Step B: Setting up the Open Liberty repository and workspace.

Complete the following steps to setup your Eclipse environment for your Open Liberty repository and workspace. Ensure that you use the eclipse installation which included Bnd Tools.


Step 1 : Create a fork of open-liberty

Navigate to the open-liberty page and click the Fork button in the top upper right corner and select your account as the location to hold the fork. Already have a fork, you say? Well, click the Fork button anyway, and you will see your existing fork.
You need a fork called named /open-liberty , a fork called was-liberty/open-liberty is not what you need for this step and just shows you are a confused admin.


Step 2 : Setting up the inbound/outbound "triangle"

NOTE: The following highlighted commands are utilized from a Git-Bash command window. Also ensure that you've started your SSH agent.

*TODO: Add "triangle" image

First, create a directory on your local system to hold the source code.

mkdir libertyGit

cd libertyGit

Windows users: Set this config flag to allow file paths to go beyond 260 chars.

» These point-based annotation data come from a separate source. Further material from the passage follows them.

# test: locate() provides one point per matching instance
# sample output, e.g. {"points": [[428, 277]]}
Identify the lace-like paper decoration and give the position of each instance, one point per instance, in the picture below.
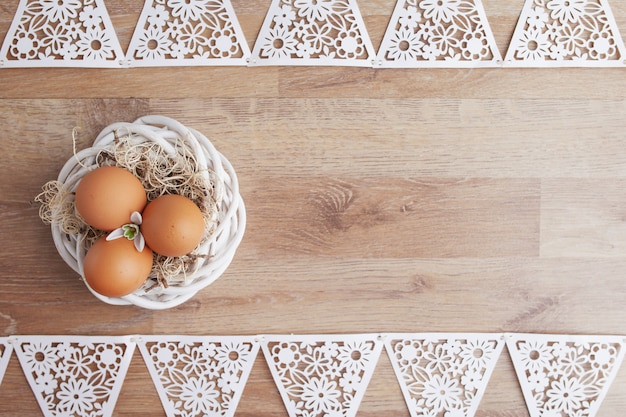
{"points": [[431, 33], [6, 348], [187, 32], [67, 33], [322, 376], [313, 32], [75, 376], [199, 376], [443, 375], [565, 375], [566, 33]]}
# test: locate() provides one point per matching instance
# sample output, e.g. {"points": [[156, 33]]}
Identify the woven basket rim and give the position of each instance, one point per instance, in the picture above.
{"points": [[220, 248]]}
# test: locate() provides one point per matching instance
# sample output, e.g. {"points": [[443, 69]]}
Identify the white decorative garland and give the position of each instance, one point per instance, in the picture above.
{"points": [[420, 34], [439, 374]]}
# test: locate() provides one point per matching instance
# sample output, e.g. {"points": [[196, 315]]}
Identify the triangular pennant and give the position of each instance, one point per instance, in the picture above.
{"points": [[199, 375], [76, 33], [565, 375], [438, 34], [187, 33], [75, 375], [443, 374], [558, 33], [6, 348], [319, 375], [310, 32]]}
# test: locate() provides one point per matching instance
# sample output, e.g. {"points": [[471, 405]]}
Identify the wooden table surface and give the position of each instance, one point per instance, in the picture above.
{"points": [[418, 200]]}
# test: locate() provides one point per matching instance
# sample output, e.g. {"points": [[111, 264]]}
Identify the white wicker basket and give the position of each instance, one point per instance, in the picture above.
{"points": [[223, 243]]}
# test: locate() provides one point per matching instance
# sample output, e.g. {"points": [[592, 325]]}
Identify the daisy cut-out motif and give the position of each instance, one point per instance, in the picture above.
{"points": [[199, 376], [438, 33], [565, 375], [558, 33], [322, 376], [75, 376], [313, 32], [443, 375], [61, 33], [187, 32], [6, 349]]}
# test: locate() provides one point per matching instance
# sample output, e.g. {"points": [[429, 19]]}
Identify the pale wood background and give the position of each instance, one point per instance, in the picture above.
{"points": [[486, 200]]}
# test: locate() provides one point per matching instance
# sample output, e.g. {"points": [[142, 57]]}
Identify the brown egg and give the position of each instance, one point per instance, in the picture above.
{"points": [[107, 196], [172, 225], [115, 268]]}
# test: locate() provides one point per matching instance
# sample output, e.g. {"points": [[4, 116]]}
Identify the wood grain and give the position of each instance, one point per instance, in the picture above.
{"points": [[485, 200]]}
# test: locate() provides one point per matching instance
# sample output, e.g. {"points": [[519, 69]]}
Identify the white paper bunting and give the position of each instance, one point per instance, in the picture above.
{"points": [[199, 376], [566, 33], [6, 348], [443, 374], [70, 33], [565, 375], [438, 34], [75, 375], [322, 375], [177, 33], [310, 32], [439, 374]]}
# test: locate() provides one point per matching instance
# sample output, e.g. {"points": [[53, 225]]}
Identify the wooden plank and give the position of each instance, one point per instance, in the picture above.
{"points": [[583, 218]]}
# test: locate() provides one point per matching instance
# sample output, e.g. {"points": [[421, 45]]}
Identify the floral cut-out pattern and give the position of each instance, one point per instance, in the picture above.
{"points": [[322, 376], [566, 33], [199, 376], [430, 33], [443, 375], [309, 32], [75, 376], [187, 32], [6, 348], [564, 375], [61, 33]]}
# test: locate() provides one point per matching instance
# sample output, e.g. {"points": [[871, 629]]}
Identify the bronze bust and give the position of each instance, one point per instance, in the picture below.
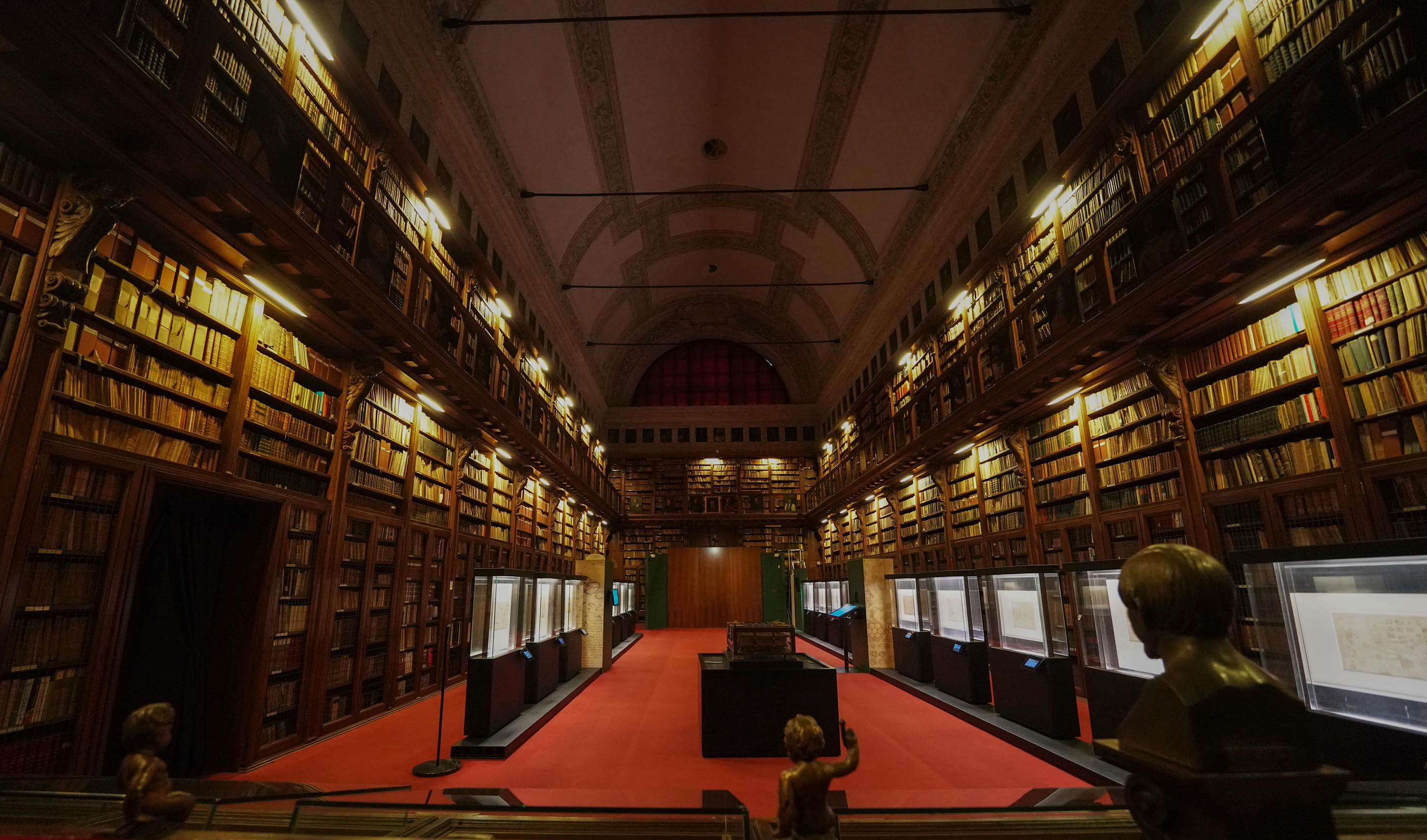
{"points": [[152, 806], [1212, 709], [803, 790]]}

git config --global core.longpaths true

Clone the main repository onto your local system via this command. NOTE: We're using git lfs (large file storage) to track some of our large binary files.

git clone git@github.com:OpenLiberty/open-liberty.git

Depending on your network this could take a couple of minutes. If you have any type of failure delete the libertyGit/open-liberty folder and repeat the clone process.

If you run into checkout or SSH issues during the clone, see the Troubleshooting page for help.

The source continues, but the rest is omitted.